Tim first ran us through the history of BCBS, originally the celebratory 1000th brew at the original Goose Island brewpub. It was the first beer to be matured in Bourbon barrels with the intention of picking up the remaining whiskey flavours – the barrel-aging also adds a couple of % to the 11.5%-12% it’s brewed to. The barrels dramatically change the beer’s flavour, as it smoothes out the bitterness and picks up notes from the wood sugars, the charred lining and of course the Bourbon, and the result has been hugely popular – Tim said they brew it throughout the year now to meet demand, blending each year’s older and younger barrels for bottling at an average age of 10 or 11 months.
|Just four of 5000-6000 in total|
More importantly though, several 2015 batches of BCBS suffered from infection (or more accurately ‘contamination’, said Tim, who is a microbiology graduate) with an alcohol-tolerant lactobacillus bug. This seems to have got in while the barrels – they use thousands a year, mostly from Kentucky’s Heaven Hill – were in storage prior to filling with stout. The problem was that this bug is a late starter, so the beer tasted fine before bottling, and the off-tastes didn’t appear until later.

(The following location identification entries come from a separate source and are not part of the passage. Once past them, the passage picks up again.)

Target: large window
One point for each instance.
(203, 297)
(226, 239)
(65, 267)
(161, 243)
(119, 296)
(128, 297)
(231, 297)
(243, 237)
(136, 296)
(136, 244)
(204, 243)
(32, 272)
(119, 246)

(This kind of thing is not unknown – the first brew of Harvey’s Imperial Stout in 1999 also had an unexpected late-starting secondary fermentation, from a wild yeast. It cut in around nine months after bottling, when its extra CO2 pushed out the cork, although thankfully it didn’t add off-flavours.)
Goose’s response was two-fold: refunds to buyers, and a decision to stabilise the 2016 edition before bottling by pasteurising it. The latter attracted a lot of criticism, with some saying they wouldn’t buy pasteurised beer.

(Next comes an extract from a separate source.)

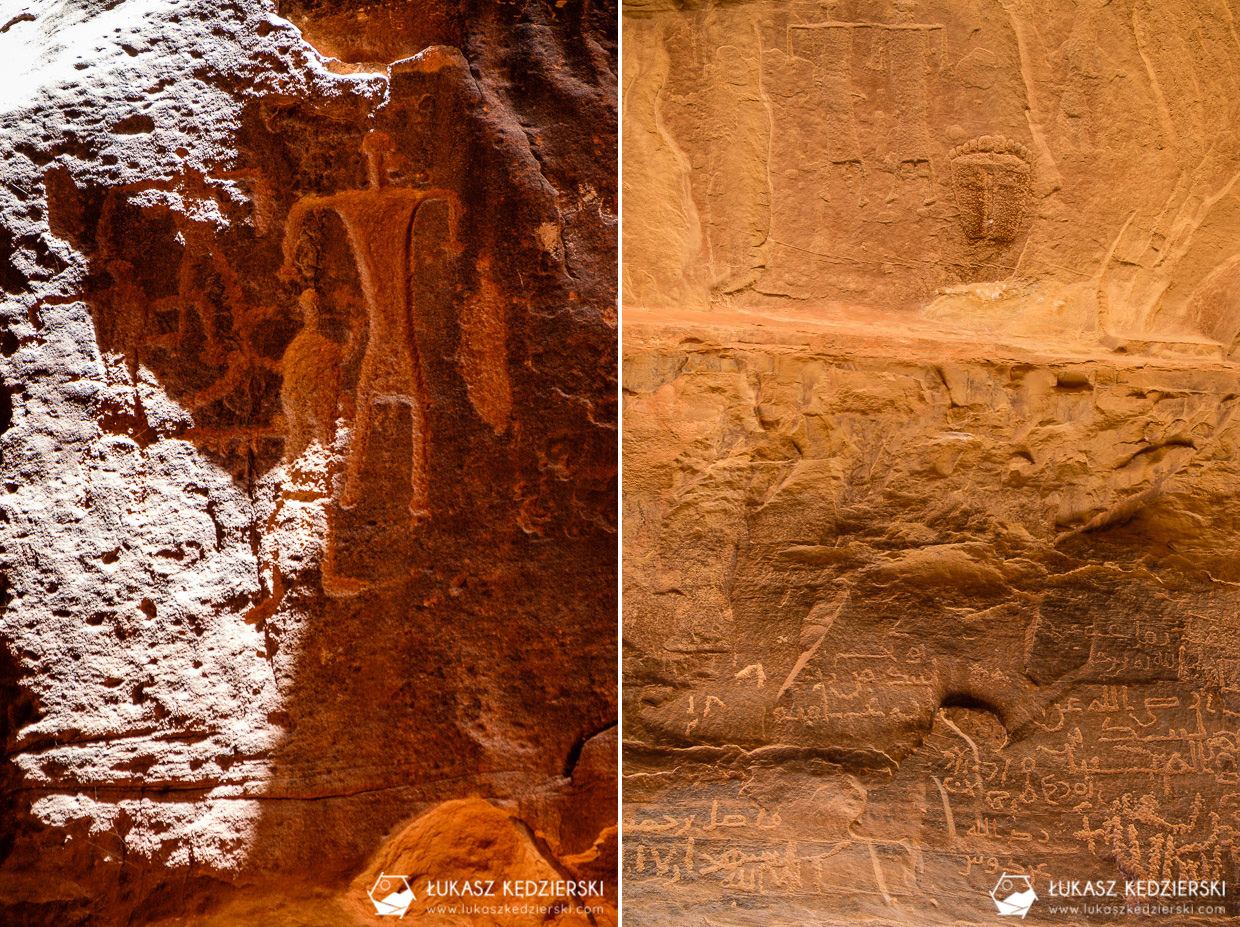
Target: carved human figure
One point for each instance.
(378, 222)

For now, the 2016 stout is gorgeous – it’s rich and thick, with oak and umami notes, a light bitterness and warming alcohol to counter the sweetness. What’s unclear is how – or indeed if at all – it will age in the bottle.

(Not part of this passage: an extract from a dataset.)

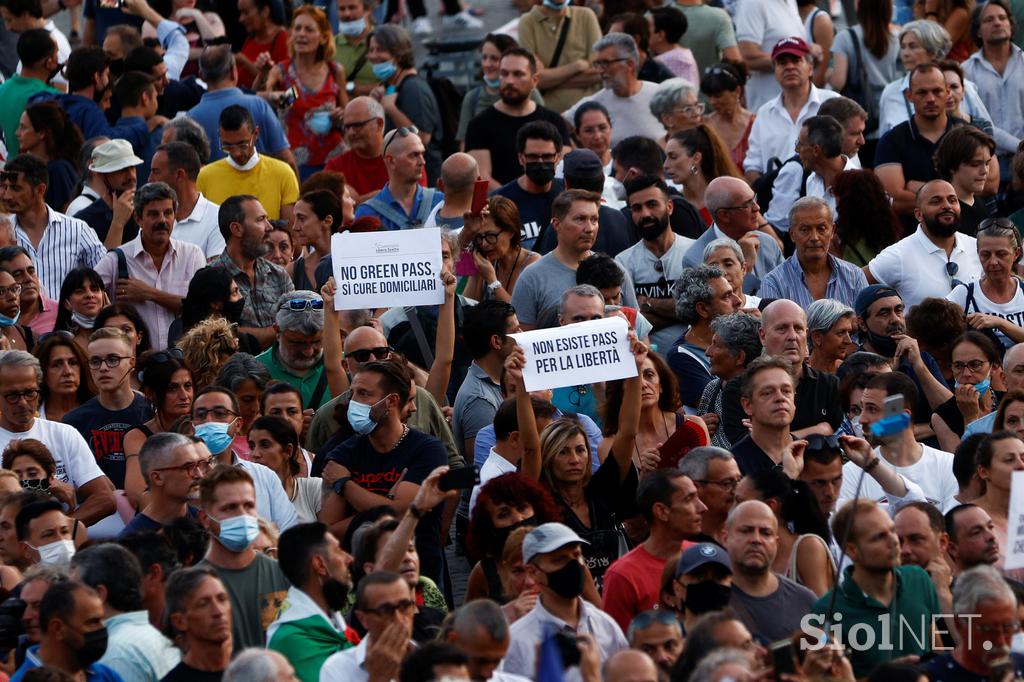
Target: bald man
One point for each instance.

As an example of the latter process, a friend who’d also tried the 2015 back in February confirmed that it’s changed significantly since then. The 2015 version we tried was not as thick as the 2016 but was perhaps a bit more complex – after a year in bottle it has a startlingly strong coconut aroma, plus I detected notes of vanilla, cocoa, old leather and dried fig.
I can’t help wondering if the 2016 is really worth £20 a bottle tomorrow, especially when it is only $10 or so in the US and when there are other excellent Imperial Stouts around now. On the plus side, there’s not many others at 14%, BCBS is something of a legend, and there should be a bit of a fuss made for those willing to queue up in advance at Clapton Craft tomorrow – I can't say what, but in the US you might get coffee and doughnuts for example, maybe with brewery swag too for the first few in the line.
One thing I do know is that Tim's due to be there tomorrow morning, so if you want to meet the brewer before he flies home, this could be your chance!